Republicans should still be enthusiastic, but it should be tempered with a dose of reality. According to an October 1st Rasmussen poll, the number of Americans identifying themselves as Democrats dropped to 34.6%, a record low since polling began. However, only 33.1% claim to be Republicans. Contrast that with a Gallup poll in June in which 42% of Americans described themselves as conservative, but only 20% as liberal.
What this indicates is the America is still a center-right country, with 80% of us self-proclaimed as conservative or moderate. Yet the Republican Party can only manage 33%. That shows that while Americans may be voting for them in large numbers this year, they are still wary of them and Republicans still have a lot of work to do to regain that trust.
Republicans seem to be understanding that to an extent, which is why they recently released the “Pledge to America”, which was a watered down version of the 1994 Contract With America. In it they promise to repeal ObamaCare (a good start), return spending levels to 2008 levels (an acceptable start, but one which still left us with several hundred billion in deficits), cut off further stimulus spending, “put government on the path to a balanced budget”, and so forth.
These things are a good beginning, but Republicans should not let themselves think that this is enough to placate a very angry electorate livid at out of control government. This is the political equivalent of me telling my wife that I promise to go to work every day, not get drunk and thrown in jail, and that I won’t cheat on her. Sure, these are positive things, but really, this is the minimum expectation which has been set with our relationship. If you want to get me excited you’d better bring more than that.
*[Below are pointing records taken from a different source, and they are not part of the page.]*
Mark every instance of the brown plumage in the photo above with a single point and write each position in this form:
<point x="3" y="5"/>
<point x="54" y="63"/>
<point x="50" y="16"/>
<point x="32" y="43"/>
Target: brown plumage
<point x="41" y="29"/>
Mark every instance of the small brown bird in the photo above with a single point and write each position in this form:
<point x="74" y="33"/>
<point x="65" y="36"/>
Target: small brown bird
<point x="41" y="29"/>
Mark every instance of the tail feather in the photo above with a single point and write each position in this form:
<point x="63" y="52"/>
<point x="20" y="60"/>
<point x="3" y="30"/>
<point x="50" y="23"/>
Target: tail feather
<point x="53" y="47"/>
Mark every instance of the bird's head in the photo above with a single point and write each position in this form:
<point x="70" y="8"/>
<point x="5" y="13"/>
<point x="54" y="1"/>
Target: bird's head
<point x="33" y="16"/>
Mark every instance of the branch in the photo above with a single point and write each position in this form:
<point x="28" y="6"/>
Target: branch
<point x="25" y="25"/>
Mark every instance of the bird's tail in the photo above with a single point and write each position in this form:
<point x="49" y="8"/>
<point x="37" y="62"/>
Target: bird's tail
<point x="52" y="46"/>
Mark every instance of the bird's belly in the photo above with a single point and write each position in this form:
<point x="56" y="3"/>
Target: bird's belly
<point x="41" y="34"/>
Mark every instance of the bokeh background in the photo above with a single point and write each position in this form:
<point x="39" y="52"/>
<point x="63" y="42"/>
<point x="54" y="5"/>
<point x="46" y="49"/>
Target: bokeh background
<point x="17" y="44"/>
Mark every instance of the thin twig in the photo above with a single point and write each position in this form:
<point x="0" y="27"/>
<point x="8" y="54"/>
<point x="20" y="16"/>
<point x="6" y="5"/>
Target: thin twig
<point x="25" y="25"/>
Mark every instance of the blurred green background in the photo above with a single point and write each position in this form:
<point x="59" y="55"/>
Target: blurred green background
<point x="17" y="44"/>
America is dealing with some very serious problems, and they are about to give Republicans another shot at power. If they want to maintain that power for more than one election cycle, they had best understand that America has reached a paradigm shift in politics. Americans long dormant are waking up and realizing that their apathy and detachment has allowed the kids to make a wreck of the place. Obama said during his campaign that “we are the ones we’ve been waiting for.” In a few weeks both parties will learn the hard way that the waiting is over, we are back, and we are ready to clean house.